Reader, writer, occasional runner, travel lover.




  • Miriam

    Gallipoli looks amazing, I totally need to go after reading this. That water looks fabulous – can you swim?

    • londonkirsty

      Hi Miriam, it is amazing- you should definitely visit! And yes, you can swim everywhere!

  • Gallipoli looks like a great place to relax and holiday! Another one to add to my Italy list, thanks!

  • Ruth Muse

    We love your blog. We are renting a home farther up the boot for a week but want to spend a week close to the beaches after-Gallopoli – you said 3 days is enough but we don’t want to move around to too many hotels- can we base there and then explore Polignano, Ostunita? Or should we move to those towns? Thank you!
    Also, someone told us there are lots of night clubs in Gallopoli- we are in our late 50’s – is it too young for us- the crowd? Thank you

    • Kirsty Marrins

      Hi Ruth, thanks for your lovely comment! I don’t think that Gallipoli is too young for you but I think you’d be better off staying in Polignano a Mare or Monopoli and then you can easily visit Ostuni and Alberobello (where the trulli are). I think there’s more to explore in that area if you’re going for a week. Enjoy!

  • Linda Wojcik

    I enjoyed your blog.
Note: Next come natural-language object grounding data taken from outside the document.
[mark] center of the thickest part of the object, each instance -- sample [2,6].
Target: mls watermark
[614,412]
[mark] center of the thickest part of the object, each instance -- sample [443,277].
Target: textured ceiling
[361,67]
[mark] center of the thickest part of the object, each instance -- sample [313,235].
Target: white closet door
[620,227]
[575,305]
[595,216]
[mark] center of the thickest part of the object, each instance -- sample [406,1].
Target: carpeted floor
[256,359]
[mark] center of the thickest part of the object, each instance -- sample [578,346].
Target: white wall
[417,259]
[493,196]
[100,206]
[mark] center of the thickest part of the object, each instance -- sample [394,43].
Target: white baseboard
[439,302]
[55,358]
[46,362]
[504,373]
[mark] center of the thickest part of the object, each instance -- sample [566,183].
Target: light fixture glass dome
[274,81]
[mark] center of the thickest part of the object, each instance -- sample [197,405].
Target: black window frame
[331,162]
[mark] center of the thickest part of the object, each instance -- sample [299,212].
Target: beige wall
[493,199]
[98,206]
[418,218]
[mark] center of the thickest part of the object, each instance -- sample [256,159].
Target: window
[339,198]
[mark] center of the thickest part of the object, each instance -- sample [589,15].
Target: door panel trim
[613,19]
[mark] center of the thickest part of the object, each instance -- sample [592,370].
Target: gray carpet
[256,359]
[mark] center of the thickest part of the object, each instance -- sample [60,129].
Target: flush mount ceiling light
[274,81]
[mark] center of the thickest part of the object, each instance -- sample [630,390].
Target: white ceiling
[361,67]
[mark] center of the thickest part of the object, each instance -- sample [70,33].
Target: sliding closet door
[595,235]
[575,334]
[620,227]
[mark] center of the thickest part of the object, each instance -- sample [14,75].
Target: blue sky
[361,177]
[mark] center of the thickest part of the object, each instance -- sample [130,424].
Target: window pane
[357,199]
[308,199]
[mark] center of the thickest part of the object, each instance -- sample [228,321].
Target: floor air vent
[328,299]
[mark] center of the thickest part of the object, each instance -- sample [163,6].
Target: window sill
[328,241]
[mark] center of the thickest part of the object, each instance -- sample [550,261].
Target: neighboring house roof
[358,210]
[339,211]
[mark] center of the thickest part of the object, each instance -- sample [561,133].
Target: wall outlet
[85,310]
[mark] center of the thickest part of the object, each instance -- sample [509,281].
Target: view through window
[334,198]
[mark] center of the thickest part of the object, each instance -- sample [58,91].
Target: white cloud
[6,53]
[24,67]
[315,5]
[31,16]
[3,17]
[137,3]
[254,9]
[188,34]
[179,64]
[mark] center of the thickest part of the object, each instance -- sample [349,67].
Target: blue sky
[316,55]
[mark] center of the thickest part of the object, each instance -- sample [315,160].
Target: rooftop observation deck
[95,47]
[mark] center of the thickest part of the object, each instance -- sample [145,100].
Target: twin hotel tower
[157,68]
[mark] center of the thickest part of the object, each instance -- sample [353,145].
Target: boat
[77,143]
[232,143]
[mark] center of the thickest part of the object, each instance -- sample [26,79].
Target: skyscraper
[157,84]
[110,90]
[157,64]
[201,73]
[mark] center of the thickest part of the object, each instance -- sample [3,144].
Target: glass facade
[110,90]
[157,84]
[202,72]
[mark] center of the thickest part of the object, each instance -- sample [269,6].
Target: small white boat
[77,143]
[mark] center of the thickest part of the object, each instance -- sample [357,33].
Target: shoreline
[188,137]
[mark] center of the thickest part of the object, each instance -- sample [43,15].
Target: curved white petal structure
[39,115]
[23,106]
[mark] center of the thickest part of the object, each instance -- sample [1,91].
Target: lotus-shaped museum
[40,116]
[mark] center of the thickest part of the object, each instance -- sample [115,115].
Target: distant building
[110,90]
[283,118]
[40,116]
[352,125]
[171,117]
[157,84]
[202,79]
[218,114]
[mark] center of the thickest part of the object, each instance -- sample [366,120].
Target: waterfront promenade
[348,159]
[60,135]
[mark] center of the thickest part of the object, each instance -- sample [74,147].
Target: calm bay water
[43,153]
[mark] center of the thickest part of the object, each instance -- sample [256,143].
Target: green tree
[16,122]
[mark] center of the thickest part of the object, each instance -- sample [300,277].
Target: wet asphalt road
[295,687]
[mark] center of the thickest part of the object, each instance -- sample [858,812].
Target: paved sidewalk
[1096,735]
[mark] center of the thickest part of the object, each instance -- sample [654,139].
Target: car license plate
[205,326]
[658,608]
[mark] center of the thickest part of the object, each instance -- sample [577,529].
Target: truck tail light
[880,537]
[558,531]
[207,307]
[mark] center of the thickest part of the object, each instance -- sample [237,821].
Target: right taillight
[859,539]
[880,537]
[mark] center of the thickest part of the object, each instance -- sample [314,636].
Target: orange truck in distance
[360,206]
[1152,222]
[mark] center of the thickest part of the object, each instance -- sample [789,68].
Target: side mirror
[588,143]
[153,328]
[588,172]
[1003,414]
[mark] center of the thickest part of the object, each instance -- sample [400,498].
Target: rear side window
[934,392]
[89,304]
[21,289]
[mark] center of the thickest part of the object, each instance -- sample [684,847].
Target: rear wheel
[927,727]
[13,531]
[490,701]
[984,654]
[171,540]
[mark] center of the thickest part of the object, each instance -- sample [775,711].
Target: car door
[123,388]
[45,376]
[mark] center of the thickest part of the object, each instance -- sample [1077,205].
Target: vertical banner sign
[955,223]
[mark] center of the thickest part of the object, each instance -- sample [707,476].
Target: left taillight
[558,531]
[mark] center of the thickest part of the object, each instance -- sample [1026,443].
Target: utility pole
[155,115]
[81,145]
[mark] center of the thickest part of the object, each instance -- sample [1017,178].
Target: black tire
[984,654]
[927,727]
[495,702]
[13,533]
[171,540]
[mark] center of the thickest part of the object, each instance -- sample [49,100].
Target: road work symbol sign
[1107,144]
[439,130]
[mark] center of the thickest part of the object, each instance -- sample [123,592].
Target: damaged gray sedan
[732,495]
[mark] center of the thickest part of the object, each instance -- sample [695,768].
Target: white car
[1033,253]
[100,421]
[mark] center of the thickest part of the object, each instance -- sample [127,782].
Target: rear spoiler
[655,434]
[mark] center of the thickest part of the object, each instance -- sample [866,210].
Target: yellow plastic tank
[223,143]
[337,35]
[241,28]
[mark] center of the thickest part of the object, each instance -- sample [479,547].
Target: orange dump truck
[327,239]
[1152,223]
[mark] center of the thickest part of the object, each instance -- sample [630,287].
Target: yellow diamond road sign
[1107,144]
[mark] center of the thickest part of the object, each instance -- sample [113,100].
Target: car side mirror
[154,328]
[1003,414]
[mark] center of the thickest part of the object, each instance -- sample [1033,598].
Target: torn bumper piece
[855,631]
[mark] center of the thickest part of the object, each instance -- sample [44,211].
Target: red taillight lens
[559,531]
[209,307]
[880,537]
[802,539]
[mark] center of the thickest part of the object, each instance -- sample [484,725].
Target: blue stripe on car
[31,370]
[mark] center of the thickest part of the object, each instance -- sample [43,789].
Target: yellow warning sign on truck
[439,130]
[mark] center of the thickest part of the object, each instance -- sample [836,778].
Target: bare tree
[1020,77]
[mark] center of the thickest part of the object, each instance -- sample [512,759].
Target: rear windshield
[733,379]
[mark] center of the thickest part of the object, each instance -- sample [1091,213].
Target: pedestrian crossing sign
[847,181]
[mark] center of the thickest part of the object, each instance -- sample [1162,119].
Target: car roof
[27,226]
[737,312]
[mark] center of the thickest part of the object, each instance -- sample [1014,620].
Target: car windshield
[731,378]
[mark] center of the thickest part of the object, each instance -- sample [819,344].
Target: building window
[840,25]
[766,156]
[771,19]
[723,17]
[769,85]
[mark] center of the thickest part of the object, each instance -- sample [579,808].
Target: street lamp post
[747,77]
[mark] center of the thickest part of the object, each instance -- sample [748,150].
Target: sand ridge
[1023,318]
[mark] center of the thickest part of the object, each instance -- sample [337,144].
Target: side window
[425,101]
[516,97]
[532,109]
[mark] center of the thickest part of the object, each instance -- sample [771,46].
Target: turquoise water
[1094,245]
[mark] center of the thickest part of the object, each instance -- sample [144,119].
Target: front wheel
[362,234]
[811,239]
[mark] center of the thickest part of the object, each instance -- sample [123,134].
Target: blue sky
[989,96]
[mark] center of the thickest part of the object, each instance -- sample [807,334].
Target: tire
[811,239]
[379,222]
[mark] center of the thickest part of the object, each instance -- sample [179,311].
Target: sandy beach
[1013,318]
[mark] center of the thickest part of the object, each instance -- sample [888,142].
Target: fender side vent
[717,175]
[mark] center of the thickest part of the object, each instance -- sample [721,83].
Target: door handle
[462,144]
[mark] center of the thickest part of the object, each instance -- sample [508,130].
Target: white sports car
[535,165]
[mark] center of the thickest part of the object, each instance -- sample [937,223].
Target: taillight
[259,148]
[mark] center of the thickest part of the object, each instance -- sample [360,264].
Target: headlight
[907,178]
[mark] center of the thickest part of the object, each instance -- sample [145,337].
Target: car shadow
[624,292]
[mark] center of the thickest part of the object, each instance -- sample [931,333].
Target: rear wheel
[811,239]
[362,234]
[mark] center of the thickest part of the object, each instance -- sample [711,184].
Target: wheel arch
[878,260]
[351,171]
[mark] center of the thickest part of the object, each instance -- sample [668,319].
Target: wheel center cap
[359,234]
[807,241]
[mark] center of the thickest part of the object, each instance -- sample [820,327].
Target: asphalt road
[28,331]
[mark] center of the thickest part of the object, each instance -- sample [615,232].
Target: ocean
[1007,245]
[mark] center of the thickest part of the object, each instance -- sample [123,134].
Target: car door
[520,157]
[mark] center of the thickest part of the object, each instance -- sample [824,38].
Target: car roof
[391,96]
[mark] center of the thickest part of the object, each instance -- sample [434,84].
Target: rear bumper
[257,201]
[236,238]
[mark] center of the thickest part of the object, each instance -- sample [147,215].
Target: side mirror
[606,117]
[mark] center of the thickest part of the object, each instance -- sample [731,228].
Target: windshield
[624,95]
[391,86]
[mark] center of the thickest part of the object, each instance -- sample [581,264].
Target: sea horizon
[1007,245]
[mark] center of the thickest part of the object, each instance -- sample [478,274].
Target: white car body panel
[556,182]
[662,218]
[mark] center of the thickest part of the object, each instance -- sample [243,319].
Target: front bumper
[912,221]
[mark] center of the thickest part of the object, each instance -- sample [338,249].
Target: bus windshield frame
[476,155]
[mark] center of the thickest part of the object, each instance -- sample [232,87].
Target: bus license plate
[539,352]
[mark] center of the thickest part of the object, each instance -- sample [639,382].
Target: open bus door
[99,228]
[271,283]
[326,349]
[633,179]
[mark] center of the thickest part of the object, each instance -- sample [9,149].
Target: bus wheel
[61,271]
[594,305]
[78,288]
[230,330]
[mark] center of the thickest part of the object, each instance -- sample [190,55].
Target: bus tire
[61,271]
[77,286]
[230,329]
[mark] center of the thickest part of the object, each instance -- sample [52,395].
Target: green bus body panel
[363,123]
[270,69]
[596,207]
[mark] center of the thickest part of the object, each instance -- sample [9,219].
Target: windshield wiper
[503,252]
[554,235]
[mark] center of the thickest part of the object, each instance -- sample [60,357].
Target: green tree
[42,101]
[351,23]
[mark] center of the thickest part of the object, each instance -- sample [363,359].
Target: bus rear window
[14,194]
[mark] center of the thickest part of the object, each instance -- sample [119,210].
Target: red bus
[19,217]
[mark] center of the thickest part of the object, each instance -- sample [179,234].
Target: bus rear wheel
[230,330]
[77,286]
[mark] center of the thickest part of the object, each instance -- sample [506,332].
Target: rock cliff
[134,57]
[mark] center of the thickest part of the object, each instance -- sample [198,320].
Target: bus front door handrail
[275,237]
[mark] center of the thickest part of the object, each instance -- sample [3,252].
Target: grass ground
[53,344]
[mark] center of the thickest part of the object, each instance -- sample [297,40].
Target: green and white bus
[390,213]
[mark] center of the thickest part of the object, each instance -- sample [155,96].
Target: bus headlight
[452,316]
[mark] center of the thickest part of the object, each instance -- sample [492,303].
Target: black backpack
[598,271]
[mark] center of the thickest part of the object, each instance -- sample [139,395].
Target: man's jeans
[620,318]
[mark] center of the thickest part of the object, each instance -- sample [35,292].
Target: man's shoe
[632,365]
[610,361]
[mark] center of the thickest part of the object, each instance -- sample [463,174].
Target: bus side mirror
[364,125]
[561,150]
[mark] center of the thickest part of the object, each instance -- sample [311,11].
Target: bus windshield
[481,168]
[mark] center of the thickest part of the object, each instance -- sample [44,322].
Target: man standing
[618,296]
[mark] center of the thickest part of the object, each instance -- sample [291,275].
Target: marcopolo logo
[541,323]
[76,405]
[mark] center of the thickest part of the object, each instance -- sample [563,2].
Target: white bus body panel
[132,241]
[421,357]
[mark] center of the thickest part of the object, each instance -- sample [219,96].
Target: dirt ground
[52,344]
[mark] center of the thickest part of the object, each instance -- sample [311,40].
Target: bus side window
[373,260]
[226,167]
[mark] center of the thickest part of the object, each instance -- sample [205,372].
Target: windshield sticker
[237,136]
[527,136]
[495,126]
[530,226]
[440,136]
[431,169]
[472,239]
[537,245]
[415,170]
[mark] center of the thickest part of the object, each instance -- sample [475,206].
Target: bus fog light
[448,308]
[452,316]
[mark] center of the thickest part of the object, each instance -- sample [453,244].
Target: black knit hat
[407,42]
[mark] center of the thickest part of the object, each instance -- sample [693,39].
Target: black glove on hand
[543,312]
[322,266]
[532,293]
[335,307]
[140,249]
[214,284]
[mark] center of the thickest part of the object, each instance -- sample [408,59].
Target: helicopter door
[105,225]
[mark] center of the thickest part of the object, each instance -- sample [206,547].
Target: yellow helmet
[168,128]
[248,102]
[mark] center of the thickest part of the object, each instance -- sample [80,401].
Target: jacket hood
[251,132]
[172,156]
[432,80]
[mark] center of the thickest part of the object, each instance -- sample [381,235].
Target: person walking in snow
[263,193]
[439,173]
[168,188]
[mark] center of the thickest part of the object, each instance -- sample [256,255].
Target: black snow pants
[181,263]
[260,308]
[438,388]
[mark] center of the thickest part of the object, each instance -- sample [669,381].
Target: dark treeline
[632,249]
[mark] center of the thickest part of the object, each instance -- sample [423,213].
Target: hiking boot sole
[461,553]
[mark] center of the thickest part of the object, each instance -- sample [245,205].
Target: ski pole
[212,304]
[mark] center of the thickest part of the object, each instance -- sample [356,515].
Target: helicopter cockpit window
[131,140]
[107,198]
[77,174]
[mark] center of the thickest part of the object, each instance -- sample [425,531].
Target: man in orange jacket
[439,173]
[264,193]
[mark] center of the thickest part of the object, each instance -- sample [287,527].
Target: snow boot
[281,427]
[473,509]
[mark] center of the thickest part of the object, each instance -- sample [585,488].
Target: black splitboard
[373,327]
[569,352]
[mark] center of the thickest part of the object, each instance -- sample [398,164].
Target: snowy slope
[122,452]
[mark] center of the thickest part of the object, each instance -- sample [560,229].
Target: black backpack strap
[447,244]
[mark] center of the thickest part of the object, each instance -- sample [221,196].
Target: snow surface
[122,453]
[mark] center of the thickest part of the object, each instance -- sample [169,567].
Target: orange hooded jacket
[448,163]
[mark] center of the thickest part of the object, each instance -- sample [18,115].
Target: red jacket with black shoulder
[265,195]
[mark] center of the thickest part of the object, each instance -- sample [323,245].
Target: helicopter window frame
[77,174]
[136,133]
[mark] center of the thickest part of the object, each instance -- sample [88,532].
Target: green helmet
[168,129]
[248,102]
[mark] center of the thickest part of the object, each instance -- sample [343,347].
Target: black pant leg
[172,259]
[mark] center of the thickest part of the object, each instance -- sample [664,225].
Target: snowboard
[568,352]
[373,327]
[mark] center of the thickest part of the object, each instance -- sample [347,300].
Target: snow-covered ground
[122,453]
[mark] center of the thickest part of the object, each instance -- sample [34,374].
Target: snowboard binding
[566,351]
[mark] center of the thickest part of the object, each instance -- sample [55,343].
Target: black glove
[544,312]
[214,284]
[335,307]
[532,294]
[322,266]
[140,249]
We plan to visit this area of Italy and spend a month. We enjoy living the Italian lifestyle and there are so many options it’s confusing. We like village life and beaches. Renting a boat would be amazing. We will rent a car so we can get around. Thoughts?

    • Kirsty Marrins

      Hi Linda, thanks for your comment! I know you’ve also emailed me so I will reply to you via email. Best wishes, Kirsty

  • G Crow

    Hi Kirsty,

    I’ve booked five days in Gallipoli with my fiancé for a writing trip (we are both filmmakers). I’m nervous it’s too long to spend, but since we will be working, wanting access to restaurants, and able to take a great swim now and then — do you think it’s a good base for that compared to Polignano or Ostuni? I just want a relaxing Italian vibe as we work on our next screenplays. Thank you!

    • Kirsty Marrins

      Hi there. What a wonderful way to work on a screenplay! I don’t think 5 days in Gallipoli is too long, personally. There’s the old town, which is charming, and there are tons of restaurants and plenty of places to swim. But maybe a more relaxed vibe could be found in Monopoli, which is near Polignano a Mare. That’s also then closer to Alberobello where the Trulli are, which I’d really recommend seeing. I feel Monopoli would probably be more relaxed than Gallipoli but Gallipoli is also a good choice! I wouldn’t go for Ostuni, just because it’s not that close to the sea, and in summer its unbearably hot so if you did base yourself there, you’d need to have a place with a pool.